Specific hyperparameters such as the batch size, learning rate, learning rate schedules, and loss schedules were different and empirically determined for the H&E and mIF models. More details are available in **Supplementary Material 2**.

### Evaluation

Domain-specific computational methods were used to evaluate the accuracy of the H&E and mIF virtual stains compared to the real stains on testing slides.

#### H&E

To evaluate the accuracy of the H&E virtual stains, an independent model which has been previously described [36] was used for automatic histologic subtyping, and the similarity of the model’s segmentations on real and virtual stains was evaluated. Briefly, the model was trained on H&E images of LUAD cases from The Cancer Genome Atlas (TCGA) dataset to segment nine histologic features at 10× magnification. The histologic features include six tumor subtypes (acinar, cribriform, lepidic, micropapillary, papillary, solid), leukocyte aggregates, necrosis, and an “other” category comprising features such as normal tissue and stroma.
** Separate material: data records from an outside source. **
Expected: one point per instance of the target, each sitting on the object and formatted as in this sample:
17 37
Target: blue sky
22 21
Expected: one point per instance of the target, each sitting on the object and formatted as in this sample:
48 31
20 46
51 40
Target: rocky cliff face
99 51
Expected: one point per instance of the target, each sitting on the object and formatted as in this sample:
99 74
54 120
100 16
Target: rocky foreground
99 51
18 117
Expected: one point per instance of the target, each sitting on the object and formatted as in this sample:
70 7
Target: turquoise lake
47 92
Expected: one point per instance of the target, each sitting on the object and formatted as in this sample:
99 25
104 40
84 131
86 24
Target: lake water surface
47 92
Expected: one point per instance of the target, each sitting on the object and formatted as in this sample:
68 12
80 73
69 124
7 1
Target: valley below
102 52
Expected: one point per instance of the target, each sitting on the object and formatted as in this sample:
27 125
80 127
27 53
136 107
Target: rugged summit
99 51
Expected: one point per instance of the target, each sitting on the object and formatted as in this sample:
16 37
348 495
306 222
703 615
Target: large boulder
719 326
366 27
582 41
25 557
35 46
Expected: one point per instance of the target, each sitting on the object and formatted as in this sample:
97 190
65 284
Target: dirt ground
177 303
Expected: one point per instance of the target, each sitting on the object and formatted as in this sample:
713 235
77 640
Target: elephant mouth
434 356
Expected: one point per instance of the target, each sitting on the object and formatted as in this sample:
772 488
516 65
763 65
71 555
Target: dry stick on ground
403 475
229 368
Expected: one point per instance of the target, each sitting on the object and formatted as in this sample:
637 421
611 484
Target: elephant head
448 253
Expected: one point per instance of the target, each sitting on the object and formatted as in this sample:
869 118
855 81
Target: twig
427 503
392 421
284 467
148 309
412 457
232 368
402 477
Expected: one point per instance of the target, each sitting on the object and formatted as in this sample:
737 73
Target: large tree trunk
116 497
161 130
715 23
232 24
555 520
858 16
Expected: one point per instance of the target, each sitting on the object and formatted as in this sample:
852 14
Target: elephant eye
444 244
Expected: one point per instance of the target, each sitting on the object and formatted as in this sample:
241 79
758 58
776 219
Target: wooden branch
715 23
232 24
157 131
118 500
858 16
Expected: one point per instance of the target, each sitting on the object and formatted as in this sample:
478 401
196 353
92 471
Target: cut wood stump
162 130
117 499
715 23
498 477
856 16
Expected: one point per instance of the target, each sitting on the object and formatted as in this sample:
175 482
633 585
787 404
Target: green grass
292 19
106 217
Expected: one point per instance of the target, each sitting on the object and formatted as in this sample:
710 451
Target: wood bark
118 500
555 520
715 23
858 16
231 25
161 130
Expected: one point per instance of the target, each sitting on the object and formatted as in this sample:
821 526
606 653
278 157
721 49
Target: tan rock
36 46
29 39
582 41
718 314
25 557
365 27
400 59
The tumor subtypes are only applicable to LUAD cases. Therefore, the six tumor subtypes were combined into a single “combined tumor” category for any analysis involving non-LUAD cases (23 LUSC, 3 adenosquamous carcinoma, 1 undetermined). This was considered a reasonable approach even though the model was not specifically trained for non-LUAD cases, given that it was not the accuracy of the histologic subtyping model that was being evaluated, but rather the similarity of the model’s segmentations on real and virtual stains.

Additionally, each tumor subtype is typically considered clinically-relevant only if its presence exceeds a certain threshold [37]. Therefore, an additional analysis for each tumor subtype was performed by limiting to LUAD cases in which that subtype exceeded 5% of the total tumor area (LUAD-5%). This excluded cases with low prevalence and may better represent clinical performance.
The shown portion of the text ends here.